Like Jackie Gleason on wheels.

A.J. Baime/TheDrive.com

You know what? The 2016 Chevy Tahoe LTZ reminds me of Jackie Gleason. I like Jackie Gleason. He was funny and charming, and he and Lucille Ball basically invented TV comedy. Later in life, Gleason starred in some pretty diverting cinema—notably as Sheriff Buford T. Justice in all three Smokey and the Bandit movies. But mostly I like him because he was a fat guy who moved like a ballerina. That takes talent. The Chevy Tahoe isn’t funny, but it’s goshdarn big. Even by the standards of the full-size SUV segment, the Tahoe feels roomy when you drive it—like a monolithic tower of boxy sheet metal being dragged around behind a giant knuckle of a V-8.

Please know that this is not a criticism of the Chevy Tahoe, which has been a passenger mainstay of the Chevy truck line since 1992. If ever a vehicle behaved the way it looked, it is a Tahoe. If you’re O.K. with the $70,000 sticker (yikes!) and don’t expect the Tahoe to be something that it’s not—and leave space to be slightly surprised by how graceful it is on the inside—then you’re going to be pretty damn happy.

I put 600 miles on this bad boy, driving a three-and-a-half year-old from Brooklyn, N.Y., to Marblehead, Mass., and then up to York, Maine. And then back. I averaged 19 miles per gallon at 73 MPH—respectable efficiency considering it has a curb weight of around 5,500 lbs and is about as aerodynamic as a Bob Evans. In town, it drives like a truck—loud, bouncy, slow off the line and requiring special consideration when finding a parking space. This ain’t a gussied-up crossover—it’s a truck. On the highway, with the cruise control set, it felt slightly less bulky. My daughter, who is prone to going “bleh” in cars, watched SpongeBob on the LED screen without complaint and then slept, puke-free, for five hours.

However, when I got to Maine, it passed a test that may prove more crucial than any that car magazines and government regulators could devise: It happily fit two adults, five young children (including one in a toddler’s car seat), a rambunctious dog and some luggage. The fleet in Maine included a Dodge Durango and a Mercedes-Benz GL—both seven-seaters like the Tahoe LTZ. But when it came time to choose which truck to take on daytrips to the horse farm or Mount Agamenticus, we went with the Tahoe every time.

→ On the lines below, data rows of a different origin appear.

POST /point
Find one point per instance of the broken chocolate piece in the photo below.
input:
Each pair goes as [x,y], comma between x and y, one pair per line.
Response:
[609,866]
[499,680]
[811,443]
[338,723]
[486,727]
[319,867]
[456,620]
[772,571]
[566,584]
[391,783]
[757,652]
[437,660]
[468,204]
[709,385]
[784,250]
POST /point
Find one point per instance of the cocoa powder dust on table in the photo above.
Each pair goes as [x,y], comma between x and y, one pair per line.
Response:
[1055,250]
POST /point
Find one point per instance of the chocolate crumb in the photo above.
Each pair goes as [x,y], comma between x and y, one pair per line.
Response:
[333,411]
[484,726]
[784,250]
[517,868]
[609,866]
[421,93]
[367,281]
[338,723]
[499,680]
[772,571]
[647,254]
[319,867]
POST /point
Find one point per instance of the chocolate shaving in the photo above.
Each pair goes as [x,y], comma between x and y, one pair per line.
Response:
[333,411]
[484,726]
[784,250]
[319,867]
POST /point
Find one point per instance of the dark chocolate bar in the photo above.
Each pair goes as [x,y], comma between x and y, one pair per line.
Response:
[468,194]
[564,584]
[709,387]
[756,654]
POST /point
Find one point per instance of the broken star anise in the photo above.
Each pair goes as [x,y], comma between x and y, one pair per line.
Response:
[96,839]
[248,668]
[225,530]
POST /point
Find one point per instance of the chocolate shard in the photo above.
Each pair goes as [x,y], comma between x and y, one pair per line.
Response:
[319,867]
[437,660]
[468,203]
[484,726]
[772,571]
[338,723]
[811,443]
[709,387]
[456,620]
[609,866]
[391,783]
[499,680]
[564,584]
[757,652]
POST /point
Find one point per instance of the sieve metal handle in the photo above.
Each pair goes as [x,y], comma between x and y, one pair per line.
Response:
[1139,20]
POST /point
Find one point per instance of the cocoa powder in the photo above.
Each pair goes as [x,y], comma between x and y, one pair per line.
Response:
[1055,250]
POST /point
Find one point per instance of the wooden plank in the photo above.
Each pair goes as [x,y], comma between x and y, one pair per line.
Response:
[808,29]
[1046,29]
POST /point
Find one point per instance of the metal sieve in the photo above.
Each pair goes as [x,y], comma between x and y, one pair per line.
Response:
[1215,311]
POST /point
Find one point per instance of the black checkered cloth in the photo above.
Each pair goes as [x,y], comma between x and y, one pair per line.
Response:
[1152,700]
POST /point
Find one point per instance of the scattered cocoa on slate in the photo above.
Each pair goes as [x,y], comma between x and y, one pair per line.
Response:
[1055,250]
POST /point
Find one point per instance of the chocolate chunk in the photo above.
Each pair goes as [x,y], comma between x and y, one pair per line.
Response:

Each of the seven seats is roomy. The high-strung dog in the wayback becomes an afterthought. The driver has enough space to watch the road and numb himself from the chaos behind him. When you have space to move around, life feels a little easier. And that’s important. Sometimes grace in a fat man isn’t moving like a ballerina, but being comfortable in its own body. And the Tahoe is most definitely that.

--

2016 Chevrolet Tahoe LT 4WD
PRICE (as tested): $69,935
POWERTRAIN: 5.3-liter V-8; 355 hp, 383 lb-ft torque; six-speed automatic transmission; 4WD
MPG: 16 city / 22 highway
‘BLEH’ RESISTANT PROPERTIES: Numerous.